И Сергей поежился от беспечно сказанных слов. От такого сочувствия только горше, больнее становится измученной душе. Разве может он, новоявленный брат, понять и почувствовать, как нелегко жить одному?
Свыкся Сергей со своим одиночеством, притерпелся, а вот теперь расплачивался – с каждым годом, он это остро ощущал, все труднее становилось сходиться с людьми. В свое время он с матерью немало поколесил по Сибири: доводилось жить и в деревне, и в райцентре, потом уж до города добрались. Каждый раз ему приходилось заново постигать жизнь, каждый раз долго не могли установиться взбаламученные очередным переездом чувства.

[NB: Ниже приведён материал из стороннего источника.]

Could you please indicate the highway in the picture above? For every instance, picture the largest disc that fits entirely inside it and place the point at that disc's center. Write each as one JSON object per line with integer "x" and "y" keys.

Сергей привыкал то к деревянным, то к каменным домам, не замечая по молодости, в каких легче дышится. Не сразу постиг, что перемена мест прижигает сердце; казалось бы, одна земля, одни люди ее топчут, но всякий раз менялись прежние отношения, а к новым приходилось приспосабливаться, ломать себя. Ему казалось, что было бы легче, будь рядом отец.
Все эти мысли переплавлялись в нем, сердце тихонько ныло – отзывалось на них, просились на волю теплые слова, вызревшие в долгих раздумьях, но выговорить их было неизмеримо трудно. И он молчал, смотрел, как за толстым стеклом, совсем рядом с дверцей машины, тянется изо всех сил к остывшему небу тонкая сухая былинка. Было очень тихо, лишь беззвучно струился по накатанной дороге легкий сыпучий снег, неслышно гудели над головой провода.
Володька дымил папиросой в приоткрытую форточку, всматривался в дорогу – на горизонте появилась темная точка, быстро выросла, и когда с ревом и лязганьем пронесся мимо грузовик, повернулся к Сергею и, тронув ключ зажигания, сказал:
– Хватит горевать, дома, поди, нас заждались.